Last week, I finished Metal Gear Solid 3. It was bittersweet. We have a history, MGS3 and I. Fortunately, unlike the women I met in undergrad, MGS3 cannot be annoyed or offended by my writing it up here, and it can't file a restraining order should I attempt to play it again.
I'm old enough to remember the end of the Cold War, but not old enough to understand what it meant or why it mattered until years later. Which is to say that I am also too young to remember Metal Gear, Metal Gear 2, or Snake's Revenge. I played Metal Gear once on the NES, and spent my time being confused why I was in a combat zone with a pack of cigarettes and no weapons. That was Metal Gear for me: unarmed, with addictive, carcinogenic drugs, and no clear idea what to do.
I got older, the wall came down, and Metal Gear Solid came out.

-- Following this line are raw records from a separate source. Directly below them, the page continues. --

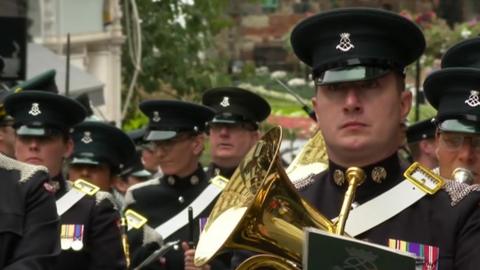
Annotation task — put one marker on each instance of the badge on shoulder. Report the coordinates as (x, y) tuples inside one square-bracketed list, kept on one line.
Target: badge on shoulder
[(423, 178)]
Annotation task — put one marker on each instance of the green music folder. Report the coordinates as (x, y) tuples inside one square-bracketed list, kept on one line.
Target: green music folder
[(324, 251)]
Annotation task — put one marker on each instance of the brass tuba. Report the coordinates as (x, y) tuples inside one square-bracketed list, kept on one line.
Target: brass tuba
[(260, 210)]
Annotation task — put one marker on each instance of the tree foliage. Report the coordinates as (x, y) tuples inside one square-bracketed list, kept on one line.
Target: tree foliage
[(178, 56)]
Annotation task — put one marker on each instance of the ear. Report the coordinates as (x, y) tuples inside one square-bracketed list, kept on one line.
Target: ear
[(119, 185), (198, 144), (315, 109), (68, 148), (405, 103)]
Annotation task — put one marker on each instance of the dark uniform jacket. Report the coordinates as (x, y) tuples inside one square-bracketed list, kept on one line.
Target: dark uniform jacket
[(214, 170), (449, 220), (161, 199), (102, 246), (29, 223)]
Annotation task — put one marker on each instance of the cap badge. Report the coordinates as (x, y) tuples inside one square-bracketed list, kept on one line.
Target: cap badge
[(156, 117), (345, 44), (225, 102), (338, 177), (35, 110), (473, 100), (87, 137)]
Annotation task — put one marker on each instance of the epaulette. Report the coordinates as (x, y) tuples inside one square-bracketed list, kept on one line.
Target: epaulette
[(102, 195), (26, 170), (457, 191), (129, 199), (150, 235), (304, 182)]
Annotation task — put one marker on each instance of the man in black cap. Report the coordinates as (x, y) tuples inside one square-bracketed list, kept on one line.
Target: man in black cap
[(101, 152), (28, 217), (357, 56), (232, 132), (234, 128), (421, 142), (89, 236), (452, 91), (176, 130), (29, 220)]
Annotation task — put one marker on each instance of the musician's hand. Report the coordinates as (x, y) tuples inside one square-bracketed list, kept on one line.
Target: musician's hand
[(189, 255)]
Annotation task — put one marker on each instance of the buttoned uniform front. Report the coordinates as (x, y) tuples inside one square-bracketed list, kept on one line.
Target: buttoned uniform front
[(160, 200), (39, 113), (434, 220), (102, 246), (351, 45), (29, 223)]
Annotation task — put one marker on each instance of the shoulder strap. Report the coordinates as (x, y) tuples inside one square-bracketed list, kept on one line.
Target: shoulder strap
[(208, 195), (79, 189), (419, 182)]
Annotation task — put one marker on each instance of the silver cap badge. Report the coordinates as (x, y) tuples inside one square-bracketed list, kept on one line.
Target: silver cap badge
[(87, 137), (345, 44), (473, 100), (156, 117), (225, 102)]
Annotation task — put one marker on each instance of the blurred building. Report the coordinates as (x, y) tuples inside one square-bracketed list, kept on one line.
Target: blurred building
[(96, 39), (261, 28)]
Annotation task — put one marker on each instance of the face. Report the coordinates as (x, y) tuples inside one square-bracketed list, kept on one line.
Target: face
[(98, 175), (362, 121), (179, 156), (49, 151), (455, 150), (149, 160), (229, 143), (7, 140)]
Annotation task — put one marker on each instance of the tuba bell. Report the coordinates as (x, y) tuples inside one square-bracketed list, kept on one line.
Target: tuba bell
[(260, 210)]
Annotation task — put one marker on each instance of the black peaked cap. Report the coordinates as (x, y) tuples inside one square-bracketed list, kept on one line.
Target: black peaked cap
[(463, 54), (39, 109), (97, 142), (454, 93), (166, 118), (374, 37), (233, 104)]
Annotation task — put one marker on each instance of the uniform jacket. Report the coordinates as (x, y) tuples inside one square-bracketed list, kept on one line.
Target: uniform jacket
[(161, 199), (102, 246), (449, 219), (29, 224)]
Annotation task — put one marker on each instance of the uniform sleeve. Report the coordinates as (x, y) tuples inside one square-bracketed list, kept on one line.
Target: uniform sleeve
[(468, 247), (39, 245), (105, 238)]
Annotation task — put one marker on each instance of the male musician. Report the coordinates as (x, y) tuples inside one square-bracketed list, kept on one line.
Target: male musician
[(89, 236), (146, 151), (232, 132), (457, 119), (421, 142), (234, 128), (358, 56), (176, 130)]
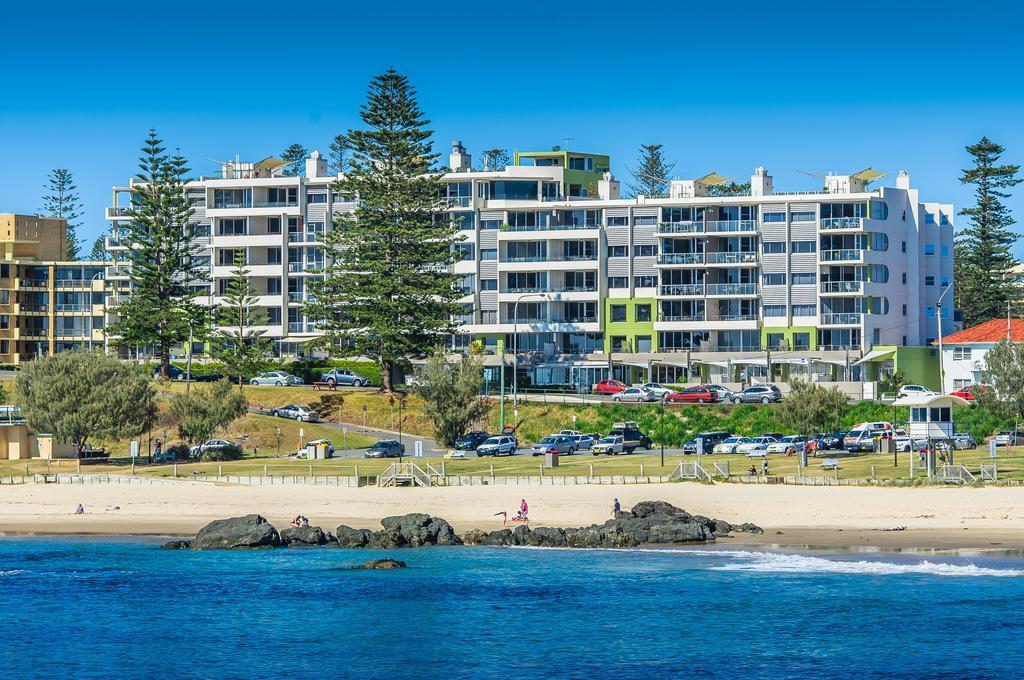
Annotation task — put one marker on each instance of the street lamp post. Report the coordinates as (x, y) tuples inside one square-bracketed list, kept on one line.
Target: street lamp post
[(938, 319), (515, 349)]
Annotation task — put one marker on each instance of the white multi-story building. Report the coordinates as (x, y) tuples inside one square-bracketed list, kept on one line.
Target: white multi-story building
[(275, 220), (557, 264), (581, 282)]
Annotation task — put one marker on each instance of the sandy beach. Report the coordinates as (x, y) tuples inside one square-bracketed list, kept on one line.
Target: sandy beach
[(791, 515)]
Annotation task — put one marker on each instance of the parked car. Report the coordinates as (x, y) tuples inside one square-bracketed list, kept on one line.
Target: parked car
[(278, 378), (344, 377), (723, 393), (710, 439), (633, 438), (386, 449), (634, 394), (212, 445), (657, 389), (728, 445), (910, 390), (788, 444), (964, 440), (608, 387), (330, 448), (470, 440), (697, 394), (609, 444), (1009, 438), (558, 443), (502, 444), (584, 441), (756, 393), (297, 412), (756, 445)]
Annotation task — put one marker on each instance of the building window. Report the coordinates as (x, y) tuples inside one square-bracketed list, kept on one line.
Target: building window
[(962, 353), (617, 282), (644, 282)]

I was seventeen, living in the phantom world between middle school and college, and I finished it in two sittings. Which is not to say I was particularly good at the game, just persistent. I learned the rules slowly, in the face of constant failure, but the Game is good, and the Game is kind, and I learned. Stay under the cameras. Break the neck if you're unarmed. Shoot from behind with a silenced pistol if you're not. The FAMAS for close- and medium-range firefights, the PSG-1 for long-range combat, the stinger for hard targets. Chaff grenades to make their attacks less accurate. Cigarettes and valium to make my own more accurate. MGS is a marvel of parsimony; a place for everything, and everything in its place.
I grew up a bit. "Watashi no senkoo wa seijigaku desu," is how the kids would describe it. MGS is a good thing to love if you're studying poli-sci, it turns out. The limits of deterrence theory, the ins and outs of modern weapons systems, the challenges posed by actor proliferation: all good stuff to have a handle on before you step into the classroom, especially if you haven't been there in a while. MGS stuck to me deeply in adolescence, and I suppose it sticks there still.

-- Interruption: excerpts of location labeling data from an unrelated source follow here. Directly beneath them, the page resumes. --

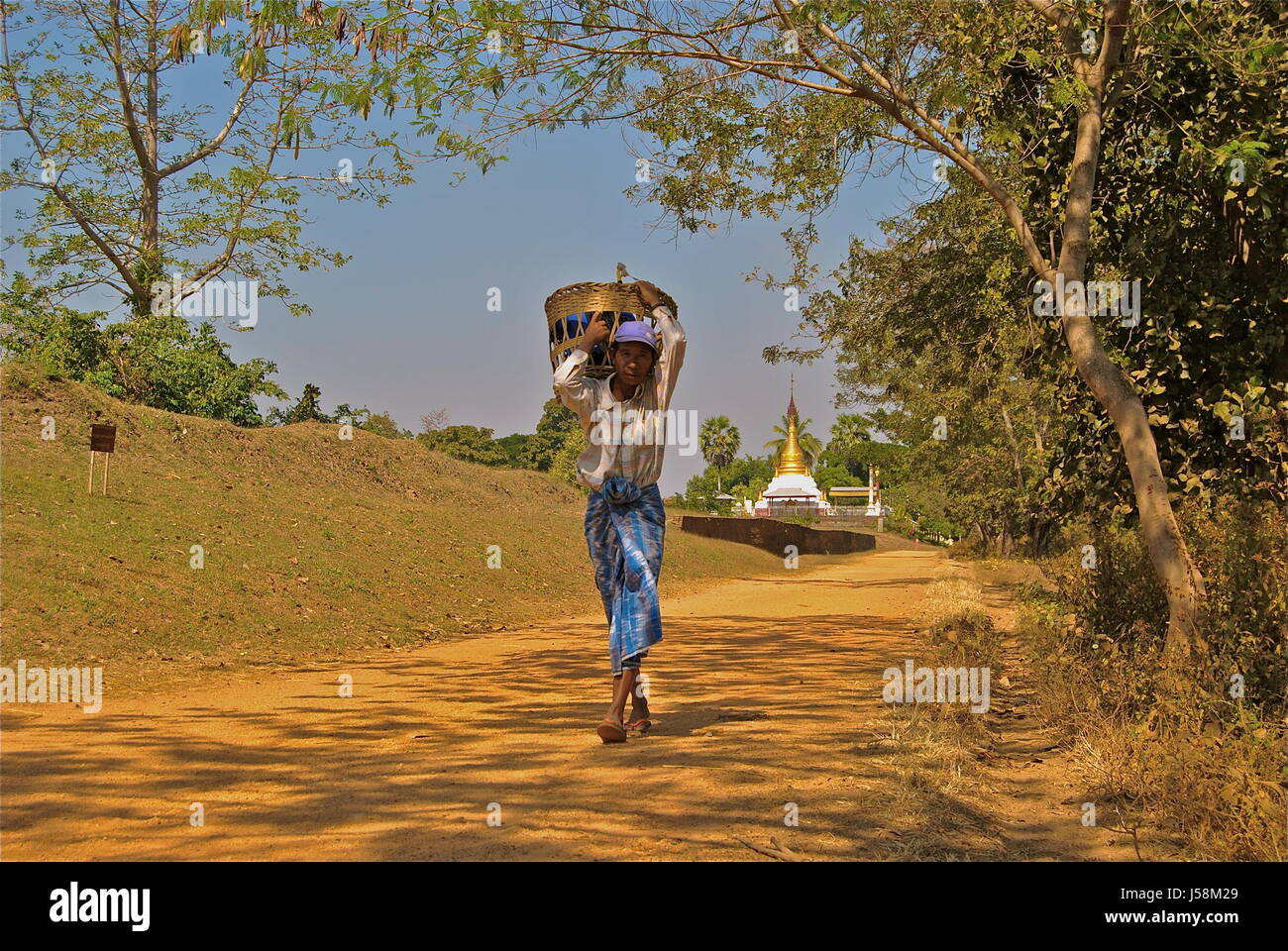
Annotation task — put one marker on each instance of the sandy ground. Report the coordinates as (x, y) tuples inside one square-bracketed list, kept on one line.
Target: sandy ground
[(761, 692)]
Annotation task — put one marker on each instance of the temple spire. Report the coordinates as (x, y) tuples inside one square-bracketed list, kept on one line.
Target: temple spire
[(791, 461)]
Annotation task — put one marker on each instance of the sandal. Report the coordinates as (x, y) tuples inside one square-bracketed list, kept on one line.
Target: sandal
[(610, 731)]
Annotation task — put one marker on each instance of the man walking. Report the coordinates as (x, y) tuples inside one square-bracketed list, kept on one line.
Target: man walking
[(625, 518)]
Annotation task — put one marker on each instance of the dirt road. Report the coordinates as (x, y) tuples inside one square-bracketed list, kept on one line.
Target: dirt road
[(763, 690)]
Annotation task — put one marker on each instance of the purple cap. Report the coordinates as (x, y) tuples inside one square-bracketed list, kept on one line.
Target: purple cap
[(636, 330)]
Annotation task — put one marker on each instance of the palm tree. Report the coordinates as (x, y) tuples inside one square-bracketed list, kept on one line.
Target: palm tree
[(720, 444), (810, 446)]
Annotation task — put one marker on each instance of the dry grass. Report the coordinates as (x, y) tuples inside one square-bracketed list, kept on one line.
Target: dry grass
[(1199, 778), (313, 545)]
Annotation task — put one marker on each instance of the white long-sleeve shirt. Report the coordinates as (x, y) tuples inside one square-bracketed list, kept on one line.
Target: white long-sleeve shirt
[(604, 458)]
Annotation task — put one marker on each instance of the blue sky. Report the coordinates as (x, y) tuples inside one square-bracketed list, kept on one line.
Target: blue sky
[(404, 326)]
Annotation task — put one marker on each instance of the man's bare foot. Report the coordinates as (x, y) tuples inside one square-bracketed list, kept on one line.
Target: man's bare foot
[(639, 718)]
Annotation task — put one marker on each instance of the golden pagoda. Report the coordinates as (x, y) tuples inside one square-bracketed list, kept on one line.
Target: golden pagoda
[(791, 461), (793, 489)]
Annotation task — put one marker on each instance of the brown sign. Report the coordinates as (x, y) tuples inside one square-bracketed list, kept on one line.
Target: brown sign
[(102, 438)]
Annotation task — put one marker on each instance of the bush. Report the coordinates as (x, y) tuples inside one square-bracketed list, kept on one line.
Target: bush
[(1201, 765)]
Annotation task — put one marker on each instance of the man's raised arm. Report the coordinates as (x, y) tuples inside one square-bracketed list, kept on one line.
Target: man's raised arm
[(669, 364), (570, 381)]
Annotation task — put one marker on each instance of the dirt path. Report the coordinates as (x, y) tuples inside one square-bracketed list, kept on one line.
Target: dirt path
[(763, 689)]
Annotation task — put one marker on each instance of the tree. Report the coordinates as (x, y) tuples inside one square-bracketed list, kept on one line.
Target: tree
[(465, 442), (557, 428), (307, 410), (382, 424), (720, 442), (849, 433), (742, 95), (180, 211)]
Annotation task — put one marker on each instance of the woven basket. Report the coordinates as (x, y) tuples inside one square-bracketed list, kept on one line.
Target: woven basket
[(568, 312)]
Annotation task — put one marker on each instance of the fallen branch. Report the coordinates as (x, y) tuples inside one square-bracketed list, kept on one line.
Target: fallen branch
[(777, 849)]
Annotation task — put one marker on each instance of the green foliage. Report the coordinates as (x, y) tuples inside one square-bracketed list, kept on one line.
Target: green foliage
[(160, 361), (557, 428), (743, 478), (515, 449), (465, 442), (719, 441), (308, 409), (381, 424)]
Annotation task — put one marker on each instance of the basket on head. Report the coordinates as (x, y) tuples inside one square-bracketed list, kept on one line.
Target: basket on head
[(568, 312)]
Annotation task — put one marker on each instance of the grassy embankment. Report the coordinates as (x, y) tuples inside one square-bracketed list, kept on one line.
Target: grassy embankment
[(314, 547)]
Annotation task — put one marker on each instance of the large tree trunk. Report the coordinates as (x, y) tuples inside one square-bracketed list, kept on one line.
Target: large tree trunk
[(1167, 551)]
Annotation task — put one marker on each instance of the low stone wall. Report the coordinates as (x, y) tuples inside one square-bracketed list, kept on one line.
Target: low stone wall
[(776, 536)]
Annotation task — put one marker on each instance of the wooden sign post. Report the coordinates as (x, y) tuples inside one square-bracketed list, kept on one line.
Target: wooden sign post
[(102, 438)]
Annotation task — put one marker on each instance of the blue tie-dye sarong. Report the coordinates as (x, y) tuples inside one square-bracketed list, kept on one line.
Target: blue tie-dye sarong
[(625, 528)]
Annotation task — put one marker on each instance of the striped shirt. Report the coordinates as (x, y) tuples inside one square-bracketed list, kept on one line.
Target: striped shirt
[(640, 463)]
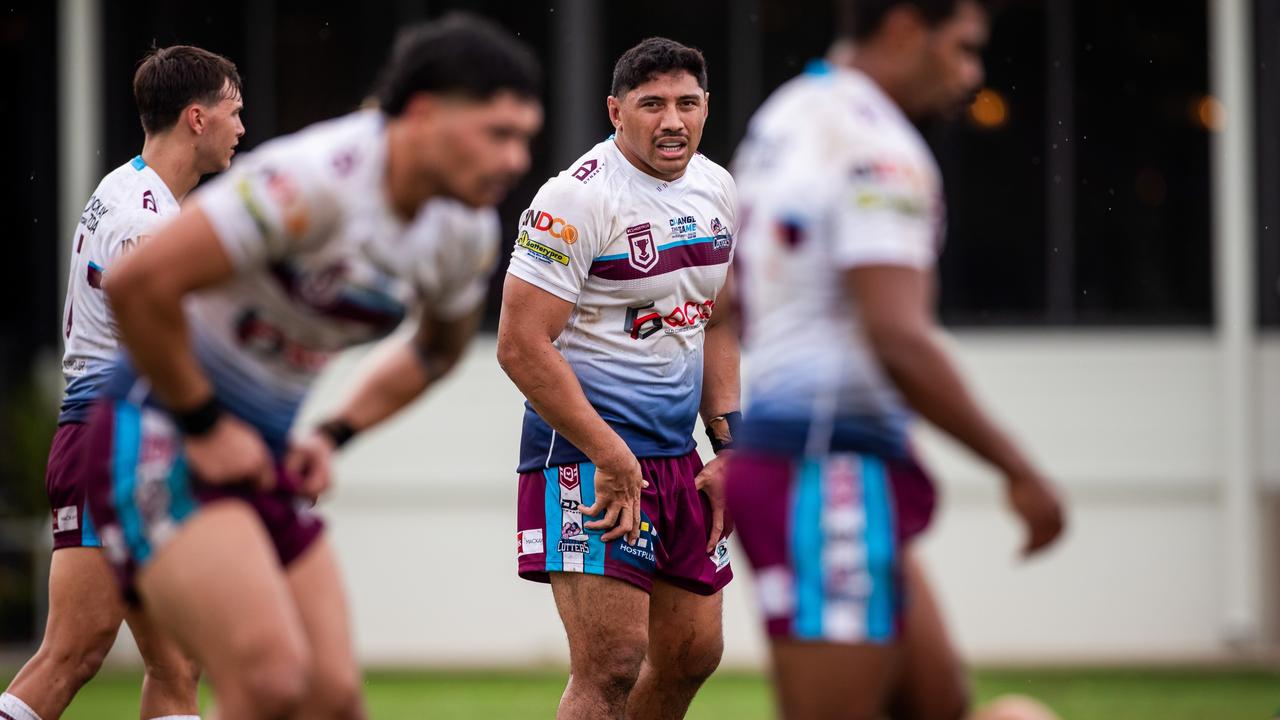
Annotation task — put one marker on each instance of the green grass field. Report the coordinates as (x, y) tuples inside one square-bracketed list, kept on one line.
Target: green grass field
[(1075, 695)]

At 20, I acquired Metal Gear Solid 2: Sons of Liberty, and played it manically, usually with an audience. The sheer craziness of the narrative was well-paired with the brutal sanity of the gameplay, and I died and died and died until I won. I didn't go for a lot of the secrets--I shot birds, sure, but I was never good at robbing guards, and I didn't think to look up the hostage's skirt--but I played it to death, and when I started working on my undergrad thesis, armed with a novice's knowledge of postmodern literature, I played it again. MGS2, and its progenitor, ended up being the centerpiece of my first significant academic work, my writing sample for grad school. Columbine taught me about CMS, but MGS2 got me there.
But that hadn't happened yet, so when I met Metal Gear Solid 3: Snake Eater, I was living surreptitiously in my girlfriend's college housing. Like the Democratic party at the time, I was disorganized, weak-willed, and completely without direction. So when MGS3 didn't "grab" me right out of the gate, it might have been my own lack of focus that presented the problem, rather than that of the designers. We cannot blame the snow, after all, for being soiled by the earth. (We can also infer from Ms. Edison an alternate explanation.)
I'd return to MGS3 periodically over the years, sometimes with high hopes for figuring out what I was missing, sometimes out of dull determination to get it over with. I bought a DualShock 3 controller, in the hope that it would make the AP sensor more useful. I ignored entreaties to buy the enhanced re-release Subsistence. I'd pick it up, get confused, and put it back down. The rest of my life was working out much the same way. Looking back with the smallest amount of distance, I can see the sundry errors, near-misses and general-purpose fuck-ups of the last eight years mirrored in my relationship with, and my approach to, MGS3.